Mr. Shetti, a former two-time MP from Hatkanangale in Kolhapur district, has written to the Reserve Bank of India Governor and the Finance Secretary of India among others, seeking revaluation of the assets of these mills which were reportedly sold at knockdown prices by the Maharashtra Co-operative bank (MSCB), which is mired in a multi-crore scam.

Mr. Shetti said the mills were sold during the tenures of both the erstwhile Congress-NCP and the Devendra Fadnavis-led BJP-Shiv Sena government.

In his letter, the farmer leader, seeking the RBI’s urgent intervention, has claimed that all sugar mills in question were owned and constructed by farmer shareholders and that alleged irregularities committed by the board members had forced the mills into closure.

“All these mills occupied a huge swathe of land in prime location. But during the valuation of assets during sale, the valuation of land was done at their respective book values. For instance, the Aurangabad-based Kannad cooperative sugar mill, despite occupying a 300-acre space was sold at a mere ₹17 lakh. And this is not an isolated case,” Mr. Shetti alleged.

The former MP sought the appointment of a banking ombudsman by the RBI to revalue the assets and liabilities of all the 58 mills sold by the MSC Bank and the State Governments of the time.

“Since the money of small and marginal farmers was involved in developing these sugar mills, it warrants that the assets of these sugar mills are properly valued. These mills were financed by various district central cooperative (DCC) banks. The selling of these mills has adversely affected these DCC banks in which farmers had deposited their hard-earned money,” Mr. Shetti observed.

He said he had been pursuing this case for over a decade now and that he had already filed a police complaint as well as a criminal writ petition in this regard with the Bombay High Court.

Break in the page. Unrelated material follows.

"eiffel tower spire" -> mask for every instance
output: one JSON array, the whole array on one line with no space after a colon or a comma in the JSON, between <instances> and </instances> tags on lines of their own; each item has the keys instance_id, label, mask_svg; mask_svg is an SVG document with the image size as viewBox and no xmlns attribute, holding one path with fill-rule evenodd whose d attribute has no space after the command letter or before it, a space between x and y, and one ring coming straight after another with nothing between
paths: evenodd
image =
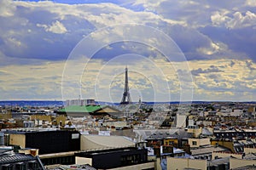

Mr. Shetti, who had been twice elected to the Lok Sabha in 2009 and 2014, has been known for taking on the sugar barons of the NCP and the Congress.

Once an NDA constituent, Mr. Shetti severed ties with the BJP in 2017 to become a vociferous critic of Prime Minister Narendra Modi’s policies. The farmer leader, who had backed the NCP and the Congress in the 2019 Lok Sabha and Assembly elections, was defeated in the general election that year.

Of late, Mr. Shetti has been targeting both the tripartite MVA government of the Shiv Sena, the NCP and the Congress as well as the BJP for shying away on farmers’ issues and instead engaging each other in trivial political slugfest.

Last week, Mr. Ajit Pawar, fending off BJP allegations of corruption during the sale of these sugar mills, claimed that the processes of selling these factories were carried out in a “strictly legal manner” and that successive probes by the agencies like the Criminal Investigation Department (CID), the Anti-Corruption Bureau and the Economic and Offences Wing had yielded nothing.

The Deputy Chief Minister had further stated that the consistent allegations being made by the BJP against himself and his relatives regarding the allegedly illicit sale of the Satara-based Jarandeshwar factory (also part of the MSCB probe) were “thoroughly misleading” and had “no basis in fact”.